¿La música te pone la piel de gallina? Debes leer esto ya

10 months ago

Carlota Serrano

¿Sientes escalofríos con determinadas canciones? Te interesa saber qué hay detrás de este fenómeno.

Algunas canciones nos emocionan hasta producirnos escalofríos.
Algunas canciones nos emocionan hasta producirnos escalofríos. Fuente: Unsplash

¿Alguna vez has escuchado una canción en algún lugar que te haya conectado con algún momento especial de tu vida? O quizás no se trate de temas en concreto, pero sí que eres de los que con algunos tipos de música se le pone la piel de gallina.

Si eres de estos últimos, habrías sido un buen candidato para participar en el estudio que propuso un estudiante de Harvard que quería descubrir qué sucede en nuestro cerebro cuando sentimos escalofríos escuchando alguna pieza musical. Pero ¿qué fue exactamente lo que descubrió? Te lo contamos.

¿La música te pone la piel de gallina?

Cuando Matthew Sachs, antiguo estudiante de la Universidad de Harvard, decidió llevar a estudio la curiosidad que despertó en él esa observación, puso en marcha una investigación mediante la cual pretendía obtener conclusiones sobre el origen de la reacción de ciertas personas cuando la música les pone la piel de gallina.

Para ello, se dedicó a examinar a 20 estudiantes, de los cuales 10 de ellos admitieron notar escalofríos cuando eran expuestos a la música y otros 10 dijeron no percibir nada diferente en esos momentos. Realizó escáneres del cerebro de todos y cada uno de ellos para poder identificar cuáles eran las áreas que se activaban especialmente en esa situación, con el objetivo de poder comprender qué había de diferente entre unas y otras personas.

Los resultados obtenidos

Las conclusiones alcanzadas fueron categóricas, ya que Sachs observó una serie de diferencias estructurales entre unos y otros cerebros que explicaría la diferencia de reacción entre aquellos a los que la música les pone la piel de gallina y los que no sienten nada.

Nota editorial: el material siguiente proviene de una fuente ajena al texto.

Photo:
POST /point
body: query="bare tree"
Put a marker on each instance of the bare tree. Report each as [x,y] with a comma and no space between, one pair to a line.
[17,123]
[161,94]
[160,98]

Mediante este estudio se pudo concluir que aquellas personas que habían establecido un tipo de apego emocional con la música, tenían tendencia a tener mayor densidad de fibras conectoras entre su corteza auditiva y las zonas cerebrales encargadas de procesar las emociones. De esta forma, pueden comunicarse mejor estas dos partes.

Pero, ¿qué supondría este descubrimiento? Que lo que en un principio puede estar evidenciando el sencillo detalle de que la música te ponga la piel de gallina es una muestra de tu mayor sensibilidad a percibir las emociones, viviéndolas con mucha más intensidad y fuerza que otro tipo de personas. Es decir, que no solamente eres sensible a lo que la música te transmite, sino que tu propia naturaleza es propensa a sentir todo mucho más intensamente que la media.

La música nos evoca muchas emociones.
La música nos evoca muchas emociones. Fuente: Unsplash

Conclusiones útiles para avanzar

A pesar de que el estudio fue ciertamente algo limitado, al contar con una muestra en la que sólo eran estudiadas 20 personas, la intención es poder ampliar dicha investigación.

De esta forma podría profundizarse más en las posibles utilidades que ofrecerían las nuevas conclusiones alcanzadas, ya que supondría mejoras en ciertos tipos de terapias psicológicas como podría ser la musicoterapia.

Usar la música para influir en nuestras emociones

Otra de las consideraciones que se estaría teniendo en cuenta a la hora de estudiar más este fenómeno es la capacidad innata que tenemos las personas de establecer asociaciones entre nuestras emociones más íntimas y los hechos que tienen lugar a nuestro alrededor.

Por ejemplo, cuando sucede algo que nos emociona de una u otra forma, como podría ser recibir una noticia triste mientras estamos viendo una película, seguramente cuando en el futuro volvamos a verla tendremos asociada inconscientemente la tristeza de aquel momento.

De la misma forma, cuando escuchamos una canción y estamos sintiendo algo muy intenso estando con una persona que nos gusta, o compartimos un momento apasionado mientras ésta suena, es casi seguro que cuando en otro instante escuchemos esa misma melodía, nos haga recordar las sensaciones vividas junto a ese alguien tan especial.

Este hecho, aunque sea algo que suceda de forma natural, también podría ser utilizado para perseguir un fin, como podría ser recurrir a este tipo de mecanismo (por el cual se consigue influir en las emociones de una persona mediante la exposición a alguna canción) en ciertos tratamientos para mejorar la calidad de vida de ciertas personas que atraviesen momentos delicados emocionalmente hablando.